Bristol and Avon Archaeological Society

The Mosaic and Late Roman Villa at Hinton Saint Mary, Dorset.

On Wednesday February 14, 2024
Peter Guest
Lecture

The finding of the famous Mosaic was dramatic.  The owner of the field wanted a post erected for a washing line, but the workmen hadn’t got very far down with his hole before he struck something solid. Looking at the bottom of the hole carefully, he could see colours.  The local museum curator was called, the soil was cleared away, and revealed was perhaps the most beautiful and important Roman mosaic in northern Europe.

The whole of the mosaic measured 8m x 5m and happily showed very little damage.  It was divided into two areas of unequal size with a wide opening between them.  The small area comprises a central roundel depicting Bellerophon fighting with the Chimaera and this was flanked by two panels of hunting scenes. Around the corners of the larger area were busts of four men, and around the edges between these, three hemispheres show hunting scenes and a fourth, a spreading tree.  In the centre is a roundel containing the head and shoulders of a man.  Two letters appear behind his head.  They look like X and P, but in fact are the Greek letters denoting our hard CH and R, a common Christian motif of the first letters of the name Christ.

So, is this figure intended to be Christ as many have suggested or even been convinced?  It is certainly possible and if so, it would be the first known representation of Jesus Christ in the Roman world.  But opponents of this idea say that the halo which is always present in other pictures of Christ is missing.
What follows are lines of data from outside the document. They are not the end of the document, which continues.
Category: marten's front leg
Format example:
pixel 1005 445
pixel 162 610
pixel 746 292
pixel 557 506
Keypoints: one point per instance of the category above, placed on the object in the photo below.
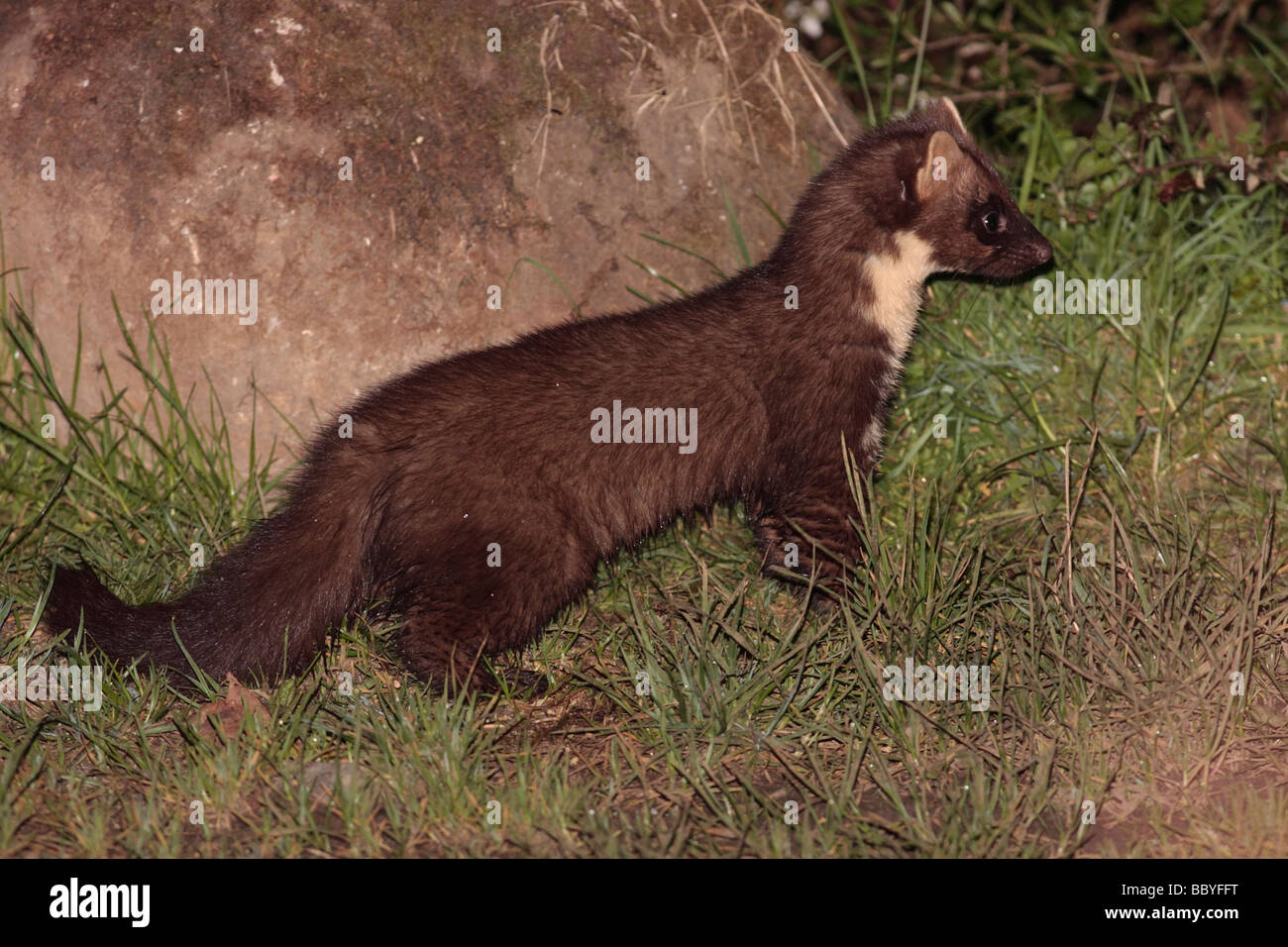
pixel 807 534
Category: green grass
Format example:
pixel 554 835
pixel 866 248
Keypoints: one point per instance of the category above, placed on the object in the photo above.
pixel 1111 684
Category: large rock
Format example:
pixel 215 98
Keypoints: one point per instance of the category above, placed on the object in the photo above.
pixel 471 169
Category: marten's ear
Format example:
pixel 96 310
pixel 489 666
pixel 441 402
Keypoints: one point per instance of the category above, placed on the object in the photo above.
pixel 940 165
pixel 949 116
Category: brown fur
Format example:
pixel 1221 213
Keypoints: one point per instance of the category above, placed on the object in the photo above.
pixel 493 446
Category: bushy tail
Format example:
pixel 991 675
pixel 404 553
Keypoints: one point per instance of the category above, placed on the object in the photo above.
pixel 261 611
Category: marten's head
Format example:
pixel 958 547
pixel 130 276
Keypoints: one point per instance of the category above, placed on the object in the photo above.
pixel 957 202
pixel 919 193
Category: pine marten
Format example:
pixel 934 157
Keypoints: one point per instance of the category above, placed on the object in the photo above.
pixel 478 492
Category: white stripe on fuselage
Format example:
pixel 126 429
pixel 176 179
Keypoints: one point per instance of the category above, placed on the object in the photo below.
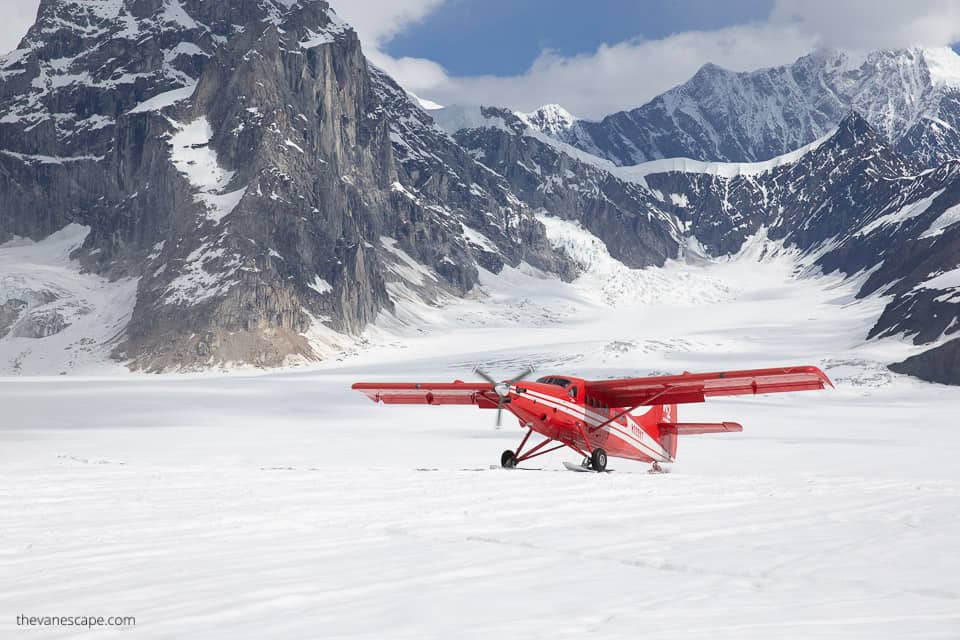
pixel 580 412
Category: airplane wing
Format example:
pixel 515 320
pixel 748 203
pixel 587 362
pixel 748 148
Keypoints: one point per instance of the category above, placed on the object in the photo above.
pixel 697 387
pixel 478 393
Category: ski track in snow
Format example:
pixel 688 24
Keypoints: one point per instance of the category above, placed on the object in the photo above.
pixel 285 505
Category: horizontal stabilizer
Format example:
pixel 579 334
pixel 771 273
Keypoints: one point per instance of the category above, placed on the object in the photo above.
pixel 697 428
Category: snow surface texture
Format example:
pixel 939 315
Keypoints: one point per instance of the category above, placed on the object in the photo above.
pixel 283 504
pixel 59 320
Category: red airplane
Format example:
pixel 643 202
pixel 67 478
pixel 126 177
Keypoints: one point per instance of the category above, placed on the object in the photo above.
pixel 595 417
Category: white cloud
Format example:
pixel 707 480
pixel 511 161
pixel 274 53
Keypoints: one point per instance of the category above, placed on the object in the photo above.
pixel 614 77
pixel 18 15
pixel 626 74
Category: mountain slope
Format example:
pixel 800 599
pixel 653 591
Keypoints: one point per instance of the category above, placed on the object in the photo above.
pixel 239 160
pixel 910 96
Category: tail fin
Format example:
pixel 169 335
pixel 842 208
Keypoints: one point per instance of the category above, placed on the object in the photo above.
pixel 666 432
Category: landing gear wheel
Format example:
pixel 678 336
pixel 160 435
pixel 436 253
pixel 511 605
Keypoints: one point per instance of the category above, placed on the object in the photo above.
pixel 598 459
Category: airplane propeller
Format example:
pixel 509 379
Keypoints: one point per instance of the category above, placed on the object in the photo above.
pixel 502 389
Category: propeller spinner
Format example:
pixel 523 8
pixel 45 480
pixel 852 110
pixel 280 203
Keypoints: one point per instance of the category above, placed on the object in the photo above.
pixel 502 389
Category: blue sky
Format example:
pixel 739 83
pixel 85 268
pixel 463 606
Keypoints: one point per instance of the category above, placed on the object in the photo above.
pixel 595 57
pixel 503 37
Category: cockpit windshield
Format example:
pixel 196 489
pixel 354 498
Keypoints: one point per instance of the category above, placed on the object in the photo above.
pixel 560 382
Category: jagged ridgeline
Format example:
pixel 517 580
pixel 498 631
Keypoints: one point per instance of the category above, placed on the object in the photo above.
pixel 248 166
pixel 270 192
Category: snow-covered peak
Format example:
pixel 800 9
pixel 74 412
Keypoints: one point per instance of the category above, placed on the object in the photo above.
pixel 908 95
pixel 551 119
pixel 944 66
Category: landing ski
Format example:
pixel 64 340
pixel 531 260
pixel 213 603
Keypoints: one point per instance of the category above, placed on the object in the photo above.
pixel 582 469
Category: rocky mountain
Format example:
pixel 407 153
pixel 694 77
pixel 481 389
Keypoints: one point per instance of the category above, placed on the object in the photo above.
pixel 258 190
pixel 850 199
pixel 910 96
pixel 853 200
pixel 245 164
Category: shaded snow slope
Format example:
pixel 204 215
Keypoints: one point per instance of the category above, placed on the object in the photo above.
pixel 52 317
pixel 251 506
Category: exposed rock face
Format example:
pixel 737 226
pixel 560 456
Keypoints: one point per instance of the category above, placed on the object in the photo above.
pixel 909 95
pixel 941 364
pixel 857 202
pixel 851 199
pixel 262 182
pixel 633 224
pixel 239 158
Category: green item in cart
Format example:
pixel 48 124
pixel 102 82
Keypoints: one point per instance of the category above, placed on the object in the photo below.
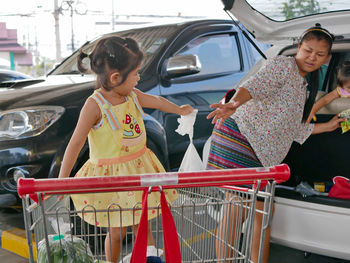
pixel 65 249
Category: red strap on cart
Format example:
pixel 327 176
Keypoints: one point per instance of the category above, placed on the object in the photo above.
pixel 171 241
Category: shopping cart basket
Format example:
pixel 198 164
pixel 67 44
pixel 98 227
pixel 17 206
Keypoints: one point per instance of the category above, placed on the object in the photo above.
pixel 206 233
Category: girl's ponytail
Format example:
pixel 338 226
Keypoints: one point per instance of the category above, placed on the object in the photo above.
pixel 80 64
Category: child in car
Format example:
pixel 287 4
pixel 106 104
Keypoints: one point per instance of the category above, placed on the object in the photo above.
pixel 342 90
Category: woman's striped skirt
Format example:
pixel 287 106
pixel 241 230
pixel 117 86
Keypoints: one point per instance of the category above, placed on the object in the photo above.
pixel 229 149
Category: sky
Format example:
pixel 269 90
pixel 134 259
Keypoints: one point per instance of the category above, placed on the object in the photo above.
pixel 34 20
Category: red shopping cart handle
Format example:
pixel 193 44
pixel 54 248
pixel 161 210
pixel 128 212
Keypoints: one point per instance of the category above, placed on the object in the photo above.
pixel 279 173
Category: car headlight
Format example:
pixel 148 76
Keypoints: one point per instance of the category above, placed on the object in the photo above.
pixel 27 122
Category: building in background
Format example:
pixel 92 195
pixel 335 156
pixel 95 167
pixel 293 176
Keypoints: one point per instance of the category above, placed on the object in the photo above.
pixel 12 55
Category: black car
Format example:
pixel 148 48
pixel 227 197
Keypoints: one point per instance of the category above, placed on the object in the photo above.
pixel 10 75
pixel 188 63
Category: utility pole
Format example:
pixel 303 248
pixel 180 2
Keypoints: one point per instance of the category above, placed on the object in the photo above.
pixel 56 15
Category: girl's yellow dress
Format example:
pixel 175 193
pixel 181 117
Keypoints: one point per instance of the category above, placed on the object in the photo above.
pixel 118 147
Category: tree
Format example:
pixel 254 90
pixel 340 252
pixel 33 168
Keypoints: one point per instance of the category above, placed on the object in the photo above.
pixel 295 8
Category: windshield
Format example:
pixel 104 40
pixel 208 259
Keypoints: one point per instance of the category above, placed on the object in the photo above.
pixel 150 40
pixel 282 10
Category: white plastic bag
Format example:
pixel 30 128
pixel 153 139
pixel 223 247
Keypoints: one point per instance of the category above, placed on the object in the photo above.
pixel 192 161
pixel 206 150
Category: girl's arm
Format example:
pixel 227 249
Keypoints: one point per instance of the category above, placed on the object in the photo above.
pixel 89 116
pixel 329 126
pixel 325 100
pixel 162 104
pixel 223 111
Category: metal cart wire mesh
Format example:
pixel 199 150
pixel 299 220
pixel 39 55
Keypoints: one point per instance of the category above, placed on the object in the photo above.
pixel 214 223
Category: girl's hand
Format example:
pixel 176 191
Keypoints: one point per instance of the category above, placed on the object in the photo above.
pixel 186 109
pixel 223 111
pixel 334 123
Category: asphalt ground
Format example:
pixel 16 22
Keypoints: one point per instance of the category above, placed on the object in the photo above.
pixel 14 248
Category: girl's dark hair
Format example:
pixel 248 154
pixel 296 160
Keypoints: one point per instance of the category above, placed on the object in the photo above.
pixel 343 74
pixel 111 53
pixel 319 33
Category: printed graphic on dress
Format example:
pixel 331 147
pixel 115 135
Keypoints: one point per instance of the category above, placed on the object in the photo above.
pixel 132 133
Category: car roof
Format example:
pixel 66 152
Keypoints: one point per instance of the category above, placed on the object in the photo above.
pixel 269 26
pixel 14 74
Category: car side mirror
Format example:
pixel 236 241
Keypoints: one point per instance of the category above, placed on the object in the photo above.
pixel 182 65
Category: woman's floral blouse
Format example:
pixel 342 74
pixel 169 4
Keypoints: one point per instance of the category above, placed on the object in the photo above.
pixel 272 119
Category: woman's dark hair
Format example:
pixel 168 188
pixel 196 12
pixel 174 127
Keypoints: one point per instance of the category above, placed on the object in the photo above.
pixel 111 53
pixel 343 74
pixel 319 33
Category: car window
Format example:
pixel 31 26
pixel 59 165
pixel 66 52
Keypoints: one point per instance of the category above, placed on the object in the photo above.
pixel 286 10
pixel 150 40
pixel 217 54
pixel 8 77
pixel 212 97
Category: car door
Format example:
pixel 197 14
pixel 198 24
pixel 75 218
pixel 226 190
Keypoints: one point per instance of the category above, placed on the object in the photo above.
pixel 222 66
pixel 324 155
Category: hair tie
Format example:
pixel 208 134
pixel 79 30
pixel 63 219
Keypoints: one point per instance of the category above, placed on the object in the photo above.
pixel 318 28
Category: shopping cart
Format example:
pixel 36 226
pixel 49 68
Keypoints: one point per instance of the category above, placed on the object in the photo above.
pixel 214 219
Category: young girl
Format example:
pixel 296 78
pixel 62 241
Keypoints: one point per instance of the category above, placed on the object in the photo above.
pixel 112 120
pixel 267 113
pixel 342 90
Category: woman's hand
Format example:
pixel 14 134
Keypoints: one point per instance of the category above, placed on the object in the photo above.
pixel 223 111
pixel 329 126
pixel 312 116
pixel 186 109
pixel 334 123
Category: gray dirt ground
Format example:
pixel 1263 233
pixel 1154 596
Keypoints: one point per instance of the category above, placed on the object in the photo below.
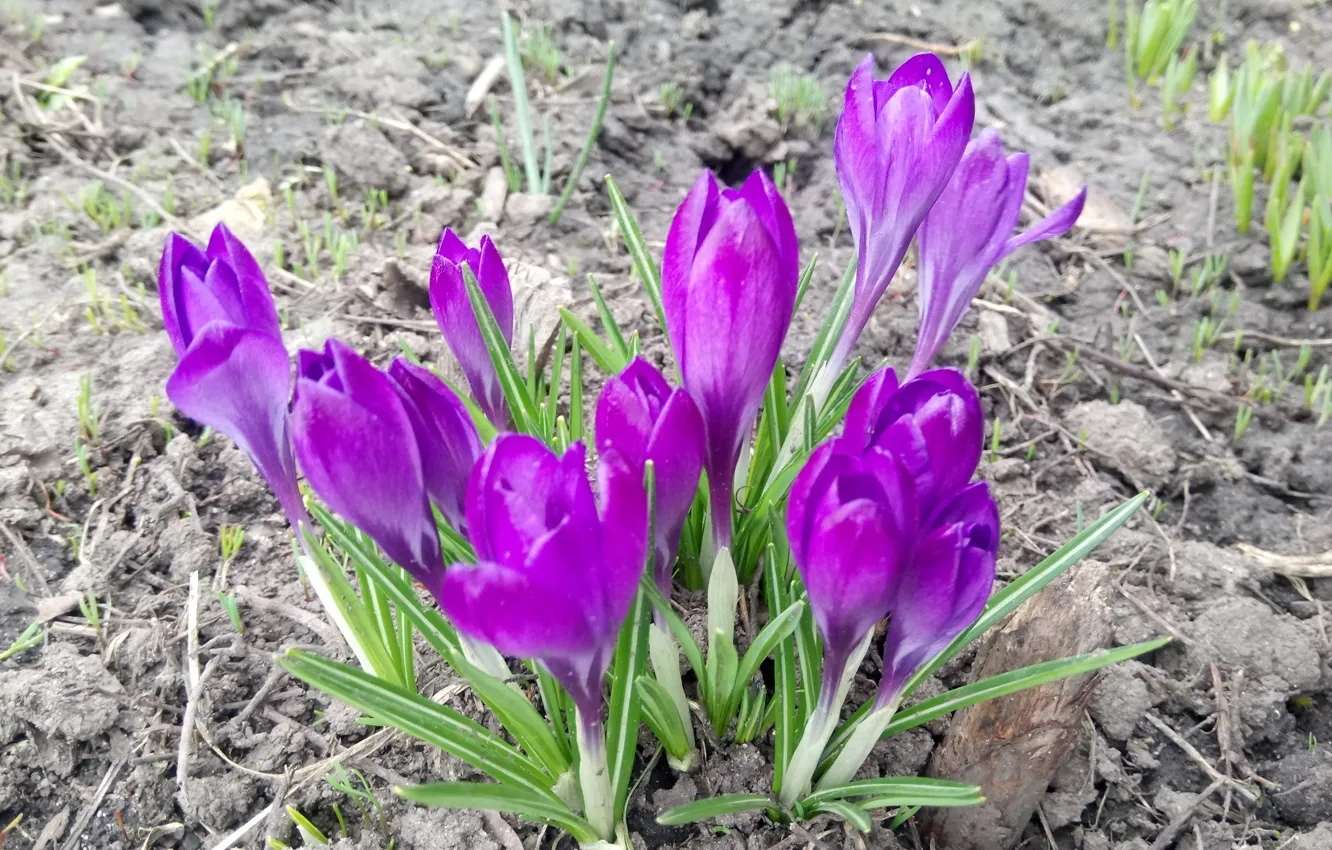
pixel 89 724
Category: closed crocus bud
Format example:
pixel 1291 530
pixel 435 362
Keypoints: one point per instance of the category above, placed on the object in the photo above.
pixel 729 280
pixel 446 437
pixel 969 232
pixel 897 144
pixel 554 577
pixel 358 450
pixel 851 520
pixel 933 423
pixel 458 323
pixel 645 419
pixel 233 372
pixel 939 593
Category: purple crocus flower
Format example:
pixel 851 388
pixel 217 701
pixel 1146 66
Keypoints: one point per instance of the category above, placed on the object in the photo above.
pixel 233 372
pixel 446 437
pixel 729 279
pixel 554 577
pixel 458 323
pixel 933 423
pixel 897 144
pixel 851 520
pixel 360 453
pixel 645 419
pixel 969 231
pixel 938 594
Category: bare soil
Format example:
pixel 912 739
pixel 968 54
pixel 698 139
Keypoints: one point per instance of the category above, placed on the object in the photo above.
pixel 374 91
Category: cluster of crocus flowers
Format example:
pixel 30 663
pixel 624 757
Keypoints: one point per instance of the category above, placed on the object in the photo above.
pixel 883 521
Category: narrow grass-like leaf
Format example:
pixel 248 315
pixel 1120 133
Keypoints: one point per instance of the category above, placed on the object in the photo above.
pixel 592 135
pixel 492 797
pixel 434 724
pixel 661 717
pixel 609 361
pixel 783 670
pixel 673 621
pixel 895 786
pixel 714 808
pixel 628 666
pixel 521 408
pixel 517 716
pixel 608 320
pixel 777 630
pixel 644 263
pixel 1023 588
pixel 518 83
pixel 853 814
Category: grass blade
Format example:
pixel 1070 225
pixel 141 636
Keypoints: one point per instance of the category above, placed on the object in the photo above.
pixel 592 136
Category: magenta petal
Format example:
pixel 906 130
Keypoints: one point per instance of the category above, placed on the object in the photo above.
pixel 446 437
pixel 236 381
pixel 360 456
pixel 458 323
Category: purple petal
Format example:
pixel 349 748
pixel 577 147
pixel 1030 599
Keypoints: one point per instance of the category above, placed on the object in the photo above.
pixel 1055 224
pixel 445 434
pixel 236 381
pixel 691 223
pixel 179 255
pixel 260 311
pixel 360 456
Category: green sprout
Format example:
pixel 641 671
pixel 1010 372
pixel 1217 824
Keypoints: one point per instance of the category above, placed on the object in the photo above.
pixel 801 100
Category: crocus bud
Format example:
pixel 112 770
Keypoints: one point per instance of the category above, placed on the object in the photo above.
pixel 897 144
pixel 931 423
pixel 458 323
pixel 969 231
pixel 360 453
pixel 729 279
pixel 938 594
pixel 946 586
pixel 445 433
pixel 851 518
pixel 233 372
pixel 644 419
pixel 553 577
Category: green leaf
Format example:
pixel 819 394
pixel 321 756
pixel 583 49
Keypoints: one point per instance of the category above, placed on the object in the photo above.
pixel 777 630
pixel 917 788
pixel 517 716
pixel 1011 682
pixel 783 670
pixel 628 666
pixel 521 407
pixel 677 626
pixel 434 724
pixel 1023 588
pixel 662 717
pixel 644 263
pixel 609 361
pixel 1000 605
pixel 853 814
pixel 493 797
pixel 714 808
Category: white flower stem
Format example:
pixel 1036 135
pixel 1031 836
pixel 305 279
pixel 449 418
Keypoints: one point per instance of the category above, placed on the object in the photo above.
pixel 822 724
pixel 666 665
pixel 858 746
pixel 594 776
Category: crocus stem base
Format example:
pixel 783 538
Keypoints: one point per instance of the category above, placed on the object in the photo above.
pixel 594 776
pixel 858 746
pixel 805 761
pixel 665 656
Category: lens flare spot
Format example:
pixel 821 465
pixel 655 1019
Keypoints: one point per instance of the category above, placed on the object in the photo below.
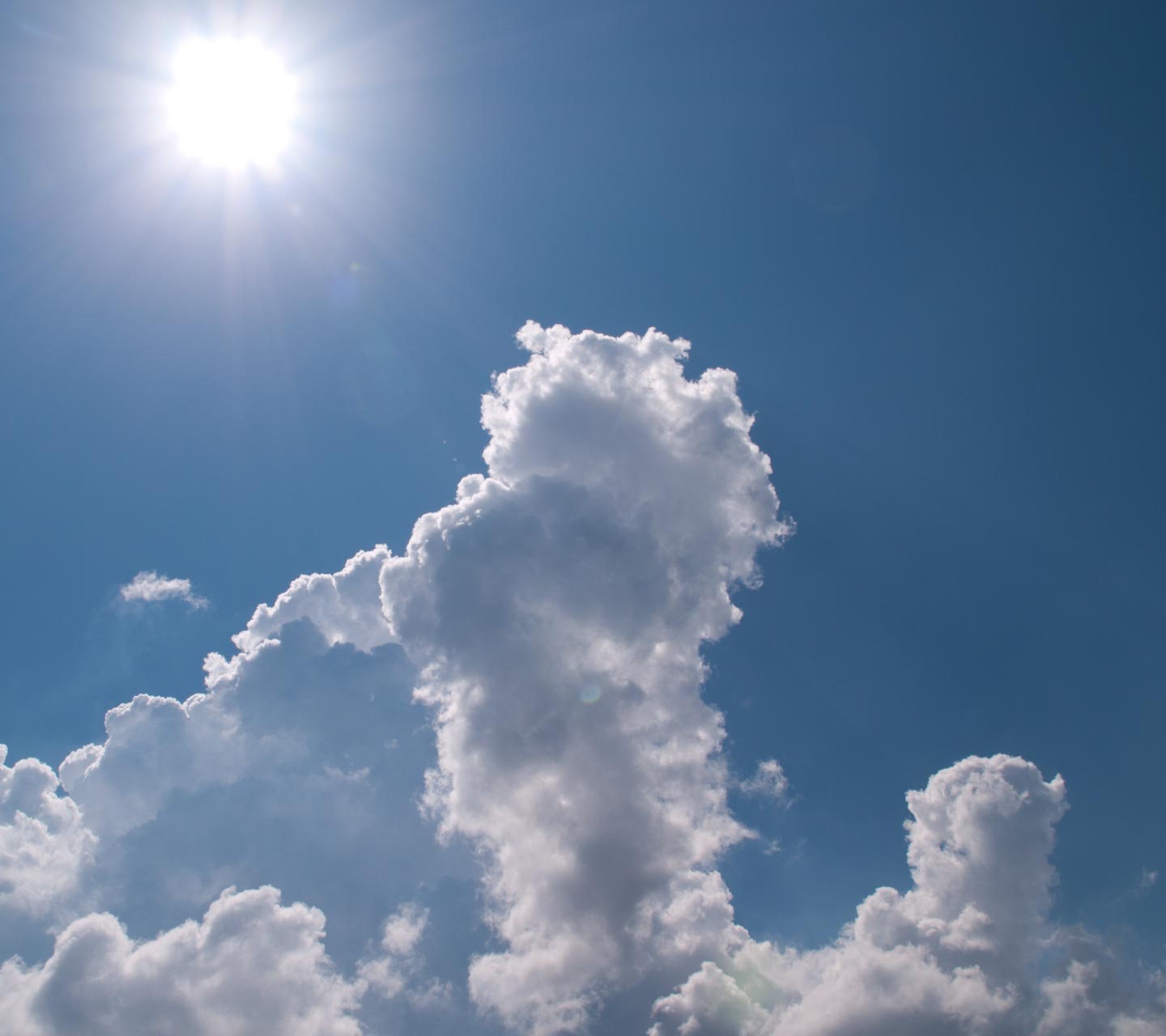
pixel 231 104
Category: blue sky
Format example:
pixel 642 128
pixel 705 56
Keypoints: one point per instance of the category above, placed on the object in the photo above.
pixel 925 237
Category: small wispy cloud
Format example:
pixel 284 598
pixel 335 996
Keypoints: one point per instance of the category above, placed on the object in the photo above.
pixel 768 781
pixel 151 588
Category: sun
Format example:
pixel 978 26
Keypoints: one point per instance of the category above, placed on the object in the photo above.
pixel 231 103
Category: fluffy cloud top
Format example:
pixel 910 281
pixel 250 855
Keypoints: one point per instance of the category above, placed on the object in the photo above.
pixel 249 966
pixel 44 843
pixel 961 953
pixel 529 673
pixel 150 588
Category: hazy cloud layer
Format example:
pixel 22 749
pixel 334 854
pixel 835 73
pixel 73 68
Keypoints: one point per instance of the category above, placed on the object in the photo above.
pixel 487 761
pixel 150 588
Well, perhaps such a style had not yet reached this remote corner of the Empire.  Another idea is that the face might represent Constantine, the first emperor to accept Christianity, the cleft chin being common to both.  Or even that it might be an eminent local Christian, perhaps a bishop.

The mosaic was discovered and revealed in 1963.  Its fame spread and in 1964 the British Museum became involved and decided on some trial pits.  These were just very small excavations spread out over the rest of the site, which did not reveal a great deal and certainly not significant evidence of structures. What was assumed and expected was a courtyard villa.  The great mosaic would take its place in such a building, as in many other villas.  And so Historic England proclaimed it to be  on its website.

The British Museum bought the mosaic which it took to its home in London.  There the roundel containing the possible portrait of Christ was cut out and put on display, while the rest of that magnificent mosaic was consigned to storage in the vaults of the museum.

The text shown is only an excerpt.